El recepcionista del hotel le aseguró que la velada en cuestión sólo podía celebrarse en el Stiftung Brandenburger. El palacio formaba parte de las últimas novedades arquitectónicas de Berlín, y, en efecto, desde la escalinata se podía disfrutar de una vista perfecta sobre las columnas. La inauguración de la que le hablaba Julia sin duda sería la que organizaba el
Tagesspiegel.
La señorita Walsh no tenía por qué precipitarse de esa manera, la gran exposición de fotografía periodística permanecería hasta la fecha que conmemoraba la caída del Muro, por lo que aún quedaban cinco meses. Si la señorita Walsh así lo deseaba, podría desde luego conseguirle dos invitaciones antes del día siguiente a mediodía. Pero lo que Julia quería era la manera de conseguir inmediatamente un vestido de noche.
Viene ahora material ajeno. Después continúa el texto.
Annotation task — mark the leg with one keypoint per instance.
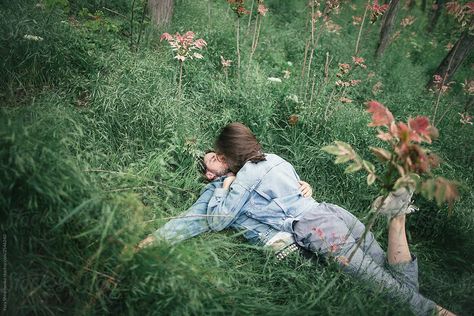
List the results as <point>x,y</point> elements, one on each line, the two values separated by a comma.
<point>319,232</point>
<point>398,255</point>
<point>397,251</point>
<point>356,229</point>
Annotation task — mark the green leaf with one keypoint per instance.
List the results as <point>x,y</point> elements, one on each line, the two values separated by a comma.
<point>368,166</point>
<point>342,159</point>
<point>331,149</point>
<point>353,168</point>
<point>381,154</point>
<point>409,181</point>
<point>371,178</point>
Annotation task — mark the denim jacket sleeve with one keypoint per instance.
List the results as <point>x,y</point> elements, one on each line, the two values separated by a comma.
<point>190,223</point>
<point>225,205</point>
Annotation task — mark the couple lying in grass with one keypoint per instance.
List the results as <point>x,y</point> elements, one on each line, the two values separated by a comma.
<point>263,196</point>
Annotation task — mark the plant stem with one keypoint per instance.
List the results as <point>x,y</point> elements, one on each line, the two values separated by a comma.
<point>131,25</point>
<point>367,228</point>
<point>361,26</point>
<point>180,77</point>
<point>141,24</point>
<point>442,84</point>
<point>238,46</point>
<point>250,16</point>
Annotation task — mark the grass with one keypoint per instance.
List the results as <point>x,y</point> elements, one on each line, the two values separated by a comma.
<point>96,149</point>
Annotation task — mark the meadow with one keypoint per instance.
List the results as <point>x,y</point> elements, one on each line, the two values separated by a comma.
<point>99,147</point>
—¡Pero si ya son casi las nueve, señorita Walsh!

Julia abrió su bolso y vació el contenido sobre el mostrador, inspeccionándolo. Había dólares, euros, monedas diversas, encontró incluso un viejo marco alemán del que nunca se había separado. Se quitó el reloj y lo empujó todo con las dos manos hacia el empleado del hotel, como lo haría un jugador sobre el mantel verde de la fortuna.